Every business has a story. Some are clear-cut journeys from start-up to multinational. Others are more intricate and include mergers, takeovers, acquisitions, and dramatic changes in company direction. Not everyone spends time reflecting on their company’s journey, but could this be a big oversight? Stories allow people to reflect and to learn, and telling them can strongly influence how company stakeholders interpret change. “Companies can use storytelling as a learning tool to increase their productivity,” says Associate Professor Giada Di Stefano. “It can also be used to implement successful company transformations - to make sure that everybody is on board and excited about change.” See the video: “A universe of stories: Mobilising narrative practises during transformative change”, created by the Imperial College Business School.
Master storytelling at Alessi
There is no better example of a company that has used storytelling to successfully navigate its strategic transformation than the case of Italian housewares and kitchen utensil company, Alessi.

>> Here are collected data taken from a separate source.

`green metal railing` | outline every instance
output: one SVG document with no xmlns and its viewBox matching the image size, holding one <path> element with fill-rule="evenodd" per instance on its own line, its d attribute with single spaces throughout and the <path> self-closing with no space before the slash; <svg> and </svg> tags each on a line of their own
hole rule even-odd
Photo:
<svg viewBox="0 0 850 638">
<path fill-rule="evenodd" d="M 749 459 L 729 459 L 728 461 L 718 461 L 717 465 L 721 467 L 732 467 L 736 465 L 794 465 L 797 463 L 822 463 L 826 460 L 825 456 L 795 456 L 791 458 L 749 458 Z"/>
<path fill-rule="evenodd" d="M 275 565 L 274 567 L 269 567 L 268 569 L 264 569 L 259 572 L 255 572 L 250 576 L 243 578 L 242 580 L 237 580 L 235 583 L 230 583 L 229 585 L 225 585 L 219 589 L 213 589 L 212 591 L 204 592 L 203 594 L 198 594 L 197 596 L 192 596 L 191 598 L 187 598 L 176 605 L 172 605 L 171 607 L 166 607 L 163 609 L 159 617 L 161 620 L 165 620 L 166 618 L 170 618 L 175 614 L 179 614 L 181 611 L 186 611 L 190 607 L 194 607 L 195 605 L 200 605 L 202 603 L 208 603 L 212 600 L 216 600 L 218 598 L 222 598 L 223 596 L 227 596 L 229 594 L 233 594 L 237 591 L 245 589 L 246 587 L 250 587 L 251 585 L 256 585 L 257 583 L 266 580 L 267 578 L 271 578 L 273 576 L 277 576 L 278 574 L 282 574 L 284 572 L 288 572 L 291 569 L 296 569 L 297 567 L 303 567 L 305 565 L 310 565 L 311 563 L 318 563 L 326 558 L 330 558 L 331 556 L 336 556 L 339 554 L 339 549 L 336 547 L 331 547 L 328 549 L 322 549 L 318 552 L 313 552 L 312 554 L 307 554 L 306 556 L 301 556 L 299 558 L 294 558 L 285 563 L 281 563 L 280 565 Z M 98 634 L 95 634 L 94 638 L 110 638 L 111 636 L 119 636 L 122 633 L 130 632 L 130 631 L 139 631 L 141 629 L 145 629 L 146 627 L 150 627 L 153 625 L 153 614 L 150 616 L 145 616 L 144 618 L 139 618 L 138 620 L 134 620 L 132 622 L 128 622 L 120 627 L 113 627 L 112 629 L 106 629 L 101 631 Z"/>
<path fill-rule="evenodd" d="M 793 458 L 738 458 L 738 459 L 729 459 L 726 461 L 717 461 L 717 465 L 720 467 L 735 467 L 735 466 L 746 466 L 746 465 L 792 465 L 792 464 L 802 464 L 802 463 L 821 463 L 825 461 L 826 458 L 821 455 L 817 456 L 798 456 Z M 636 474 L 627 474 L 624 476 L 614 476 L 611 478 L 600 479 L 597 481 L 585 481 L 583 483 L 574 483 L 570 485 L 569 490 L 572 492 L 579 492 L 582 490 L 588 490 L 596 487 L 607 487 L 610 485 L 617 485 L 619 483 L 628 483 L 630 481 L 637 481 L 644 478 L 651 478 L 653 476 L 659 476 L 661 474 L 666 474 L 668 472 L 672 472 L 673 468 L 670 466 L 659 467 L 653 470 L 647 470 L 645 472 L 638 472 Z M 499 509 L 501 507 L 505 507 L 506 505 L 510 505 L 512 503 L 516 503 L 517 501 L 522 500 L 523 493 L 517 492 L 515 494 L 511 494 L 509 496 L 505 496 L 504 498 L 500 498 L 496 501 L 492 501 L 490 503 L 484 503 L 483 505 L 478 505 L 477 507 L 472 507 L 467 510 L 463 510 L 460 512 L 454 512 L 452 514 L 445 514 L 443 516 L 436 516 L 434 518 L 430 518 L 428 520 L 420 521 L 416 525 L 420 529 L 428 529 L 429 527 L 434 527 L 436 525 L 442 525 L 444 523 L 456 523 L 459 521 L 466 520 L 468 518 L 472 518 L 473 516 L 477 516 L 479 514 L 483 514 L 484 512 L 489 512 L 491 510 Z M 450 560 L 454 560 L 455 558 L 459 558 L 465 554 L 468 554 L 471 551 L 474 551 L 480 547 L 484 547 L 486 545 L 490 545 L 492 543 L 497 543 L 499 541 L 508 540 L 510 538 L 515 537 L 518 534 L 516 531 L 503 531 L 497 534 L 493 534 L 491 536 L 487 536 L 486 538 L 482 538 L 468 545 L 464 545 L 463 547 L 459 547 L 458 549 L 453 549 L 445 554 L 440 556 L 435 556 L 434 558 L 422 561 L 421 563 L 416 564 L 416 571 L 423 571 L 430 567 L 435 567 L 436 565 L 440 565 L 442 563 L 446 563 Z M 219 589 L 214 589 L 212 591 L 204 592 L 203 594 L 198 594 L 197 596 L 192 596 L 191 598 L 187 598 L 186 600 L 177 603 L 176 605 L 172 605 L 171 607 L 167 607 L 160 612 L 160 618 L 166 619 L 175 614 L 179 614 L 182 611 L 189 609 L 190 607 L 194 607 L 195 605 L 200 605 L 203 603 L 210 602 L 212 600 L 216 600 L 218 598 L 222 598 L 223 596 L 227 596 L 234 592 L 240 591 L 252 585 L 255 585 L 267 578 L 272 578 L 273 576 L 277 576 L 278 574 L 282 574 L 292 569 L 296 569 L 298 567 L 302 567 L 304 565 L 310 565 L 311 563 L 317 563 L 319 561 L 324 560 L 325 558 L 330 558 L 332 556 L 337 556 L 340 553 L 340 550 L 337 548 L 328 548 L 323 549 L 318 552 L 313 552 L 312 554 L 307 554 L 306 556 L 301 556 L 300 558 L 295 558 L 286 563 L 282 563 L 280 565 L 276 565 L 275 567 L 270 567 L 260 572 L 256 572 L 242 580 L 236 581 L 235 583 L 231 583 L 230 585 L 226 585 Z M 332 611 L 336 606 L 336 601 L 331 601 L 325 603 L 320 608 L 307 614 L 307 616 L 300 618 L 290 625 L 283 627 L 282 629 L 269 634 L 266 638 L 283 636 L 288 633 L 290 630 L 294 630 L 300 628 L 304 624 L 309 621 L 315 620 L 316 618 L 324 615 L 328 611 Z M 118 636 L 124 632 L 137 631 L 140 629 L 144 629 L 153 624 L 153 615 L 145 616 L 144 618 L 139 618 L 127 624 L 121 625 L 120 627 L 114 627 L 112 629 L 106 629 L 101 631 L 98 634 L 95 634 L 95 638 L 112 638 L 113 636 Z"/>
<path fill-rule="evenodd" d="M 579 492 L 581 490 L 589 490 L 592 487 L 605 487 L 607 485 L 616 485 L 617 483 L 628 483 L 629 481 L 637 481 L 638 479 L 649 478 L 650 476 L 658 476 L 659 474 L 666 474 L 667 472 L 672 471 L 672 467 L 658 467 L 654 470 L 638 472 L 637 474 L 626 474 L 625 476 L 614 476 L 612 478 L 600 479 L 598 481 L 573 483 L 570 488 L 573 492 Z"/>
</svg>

From 1979 to 2010, CEO Alberto Alessi mastered the art of storytelling to lead his firm through a successful repositioning. The company went from being a manufacturer of steel serving tools for bars and restaurants to a world-renowned industrial design game-changer.
Companies can use storytelling as a learning tool to increase their productivity.
Over that time, Alessi produced iconic items so special that they have been featured in museums as objects of art. This evolution was documented in over 30 internally produced books. These allowed the firm to distribute stories to all its stakeholders, including the employees, customers, retailers, and visitors to Alessi’s exhibitions. They influenced both outsider and insider perceptions of the company’s trajectory. According to Di Stefano of HEC Paris and her colleague Elena Dalpiaz of Imperial College London, Alessi’s books provide an exceptional example of what happens when an organisation uses storytelling to reflect on its actions.
Three narrative practices increase impact
The duo conducted a thematic and narrative analysis of Alessi’s chronicles to understand how they were used, and how they changed, over time. They found that the books tell a coherent story, despite being written over three decades and by different authors with different goals. “Alessi’s story is like a woven fabric made by interlacing distinct sets of threads,” says Di Stefano. “Our analysis uncovers three narrative practices that enabled Alessi to create a single piece of fabric and tell the coherent story of a successful transformation.”
1. “Memorializing”: to create a shared understanding and memory of change over time, by identifying moments, persons, and events key to the transformation.
2. “Revisioning”: to rewrite the company’s past to ensure consistency with the current direction – and ensure that story is interesting, exciting, and inspiring.
3. “Sacralising”: to present the change as a transcendent endeavour, depicting the change leader as a prophet, organizational artefacts as icons, and the old strategy as conservative, or orthodox.
How storytelling and reflection lead to successful change
These three narrative practices were used consistently in Alessi’s books to prevent resistance to change, garner support for it, and mobilize advocacy. The strategy seems to have worked, as the transformation was widely supported, and even embraced, inside and outside the organization. “We ascribe many of the reasons for Alessi’s success to the fact that it kept reflecting on its actions and on changing its trajectory, making sure all relevant audiences were on board,” Di Stefano says. “The exceptional, 30-year long Alessi case provides us with the unique opportunity of observing how telling a story can help a firm thrive during times of change, in slow-motion. We don’t suggest that other firms should follow exactly the same path, but we are sure they can learn something from it.”